Так почему же за рулем истории мы должны считать, что можно избежать жертв? Они, увы, неизбежны в той мере, в какой мы все хотим пить-есть, радоваться, наслаждаться, играть — словом, жить. И вот получается, что “политику”, в том числе (и тем более) революции, нельзя судить исходя из абсолютной неприкосновенности человеческой жизни. Тут нужны другие критерии. Смысл жертв, их оправдание. Ну и, конечно, масштабы в сопоставлении со смыслом. А совершенно универсального смысла, увы, быть не может. Приходится делать выбор, по неизбежности односторонний — на чьей ты стороне, на стороне какого разума, какой идеи.
Вот в такой перспективе пытался и я на рубеже девяностых искать ответ на тему революции, а также ленинизма-сталинизма, фашизма, национал-социализма и так далее. И потому решился еще раз переделывать ящик. Участвовать в переделке.
Но тут как раз даже либеральные модернизаторы разделились на группы. Одни жаждали Пиночета. Другие — демократии и свободного рынка. Некий старый лорд, например, сказал мне в Лондоне:
— России нужен военный переворот и немецкая администрация.
И было это задолго до августа 91-го года. И уж совсем недавно на некоей презентации в очень либеральном РГГУ один из участников заявил, что два параллельных ряда реформ — экономические и политические — невозможны. Реформы, мол, были остановлены демократией. Я спросил его, какой стороной демократия помешала реформам? Что, надо было отказаться от выборов? Оппонент отвечал: нет. Тогда — чем? Что нужно было — убивать голодных, как это делал Пиночет? Или убивать богатых, которых как раз создавали реформаторы?
На самом деле, реформам мешали традиционалисты-коммунисты, а не демократы.
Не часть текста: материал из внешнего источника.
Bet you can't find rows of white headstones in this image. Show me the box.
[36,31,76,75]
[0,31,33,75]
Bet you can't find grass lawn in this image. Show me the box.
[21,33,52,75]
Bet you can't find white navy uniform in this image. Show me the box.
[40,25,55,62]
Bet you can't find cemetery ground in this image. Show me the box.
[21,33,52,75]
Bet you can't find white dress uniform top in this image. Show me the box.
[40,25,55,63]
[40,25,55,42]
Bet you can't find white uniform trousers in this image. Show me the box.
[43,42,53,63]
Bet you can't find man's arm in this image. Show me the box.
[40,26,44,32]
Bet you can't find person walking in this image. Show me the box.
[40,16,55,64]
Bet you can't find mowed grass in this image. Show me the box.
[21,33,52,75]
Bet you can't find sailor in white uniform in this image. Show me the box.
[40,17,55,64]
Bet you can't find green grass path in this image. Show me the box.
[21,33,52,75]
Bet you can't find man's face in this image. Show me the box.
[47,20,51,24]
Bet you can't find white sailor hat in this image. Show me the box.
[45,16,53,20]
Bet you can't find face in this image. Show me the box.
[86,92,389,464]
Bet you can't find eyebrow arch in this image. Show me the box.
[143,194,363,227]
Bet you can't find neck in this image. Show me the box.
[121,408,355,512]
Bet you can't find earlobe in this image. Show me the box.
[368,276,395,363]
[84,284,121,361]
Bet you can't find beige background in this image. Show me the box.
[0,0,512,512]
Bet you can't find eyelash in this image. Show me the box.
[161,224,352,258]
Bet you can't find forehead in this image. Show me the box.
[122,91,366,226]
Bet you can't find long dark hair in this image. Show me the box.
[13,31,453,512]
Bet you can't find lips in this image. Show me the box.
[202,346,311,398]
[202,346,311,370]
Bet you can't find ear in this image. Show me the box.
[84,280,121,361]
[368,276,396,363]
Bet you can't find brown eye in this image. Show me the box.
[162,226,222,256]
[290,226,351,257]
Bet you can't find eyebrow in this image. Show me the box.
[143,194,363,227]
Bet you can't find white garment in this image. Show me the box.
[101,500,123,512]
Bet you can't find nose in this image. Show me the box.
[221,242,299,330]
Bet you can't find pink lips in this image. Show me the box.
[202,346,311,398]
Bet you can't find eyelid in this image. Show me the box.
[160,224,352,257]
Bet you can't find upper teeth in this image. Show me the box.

Обезвредить их могла бы и демократия. Но возможны ли реформы без народа? Возможен ли глубинный поворот души народной без ярких личностей, без ярких внешних действий, без широты призыва? А стало быть, возможны ли реформы без революции?
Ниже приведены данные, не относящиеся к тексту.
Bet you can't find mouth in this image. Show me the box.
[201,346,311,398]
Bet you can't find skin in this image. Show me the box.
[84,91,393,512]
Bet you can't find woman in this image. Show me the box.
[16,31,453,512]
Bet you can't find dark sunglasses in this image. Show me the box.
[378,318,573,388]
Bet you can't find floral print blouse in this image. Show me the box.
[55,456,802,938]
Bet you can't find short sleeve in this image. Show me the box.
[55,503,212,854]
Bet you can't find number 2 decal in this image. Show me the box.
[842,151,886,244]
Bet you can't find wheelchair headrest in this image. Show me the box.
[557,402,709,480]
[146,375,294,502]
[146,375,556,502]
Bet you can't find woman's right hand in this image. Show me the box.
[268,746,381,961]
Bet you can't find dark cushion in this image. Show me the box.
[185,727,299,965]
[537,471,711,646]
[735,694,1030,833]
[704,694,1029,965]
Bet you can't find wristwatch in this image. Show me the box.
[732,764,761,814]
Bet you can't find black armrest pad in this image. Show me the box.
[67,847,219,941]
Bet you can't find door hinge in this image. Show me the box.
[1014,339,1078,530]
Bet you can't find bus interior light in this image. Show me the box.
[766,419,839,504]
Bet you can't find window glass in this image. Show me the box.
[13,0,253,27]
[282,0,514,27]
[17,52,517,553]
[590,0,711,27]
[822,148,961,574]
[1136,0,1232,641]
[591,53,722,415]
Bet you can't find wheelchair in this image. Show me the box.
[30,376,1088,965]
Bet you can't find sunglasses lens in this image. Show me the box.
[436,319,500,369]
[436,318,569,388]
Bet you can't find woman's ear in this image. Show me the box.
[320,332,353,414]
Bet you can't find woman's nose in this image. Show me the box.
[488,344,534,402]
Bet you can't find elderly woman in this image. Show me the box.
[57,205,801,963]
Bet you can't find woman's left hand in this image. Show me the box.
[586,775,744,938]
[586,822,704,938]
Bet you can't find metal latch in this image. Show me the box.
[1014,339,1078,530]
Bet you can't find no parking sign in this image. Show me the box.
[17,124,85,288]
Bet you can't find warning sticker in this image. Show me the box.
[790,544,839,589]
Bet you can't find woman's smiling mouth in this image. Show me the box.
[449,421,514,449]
Я воспринимал и воспринимаю 90-е годы как революцию. Как яркий опыт революции и притом мирной. С потерями и жертвами, с ломкой старых сучков и скрепов, без чего невозможно никогда дать свободу естественным силам здорового и назревшего. Об этом я говорил и дома и за границей. И когда разные политические
деятели — от австрийского канцлера Враницкого до лидера чешских социал-демократов Горака — бросали при мне камешки в огород Ельцина, я отвечал им: смотрите на Армению, смотрите на Азербайджан, смотрите на Узбекистан, смотрите… У нас нет гражданской войны. У нас не льется кровь на улицах. Это, правда, было до Чечни.
Так чем же все-таки была “русская весна” — революцией, романтическим брожением, фейерверком легкомыслия, бунтом неудачников и карьеристов? Имела ли она исторический смысл или оказалась — быть может, для кого-то — веселым, но случайным эпизодом в мрачноватой русской истории, эпизодом, о котором если и стоит упоминать, то только с юмором, переходящим в сарказм? Или с ненавистью?
Думаю, в “русской весне” было всего понемногу. И вряд ли могло быть иначе. И я думаю, что свой смысл она имела. Не меньше, а несравненно больше и поучительней, чем последующие реформы, она позволила русскому народу заглянуть в себя. Она побудила его, пусть и робко, вступить на зыбкую почву пробы собственных творческих сил. Она неоспоримо поколебала то чувство незыблемости устоев — советских, российских, имперских, — с которым, хорошо ли, плохо ли, привык жить этот народ. Она позвала его куда-то в новую творческую даль. В какую? Этот вопрос остается пока открытым.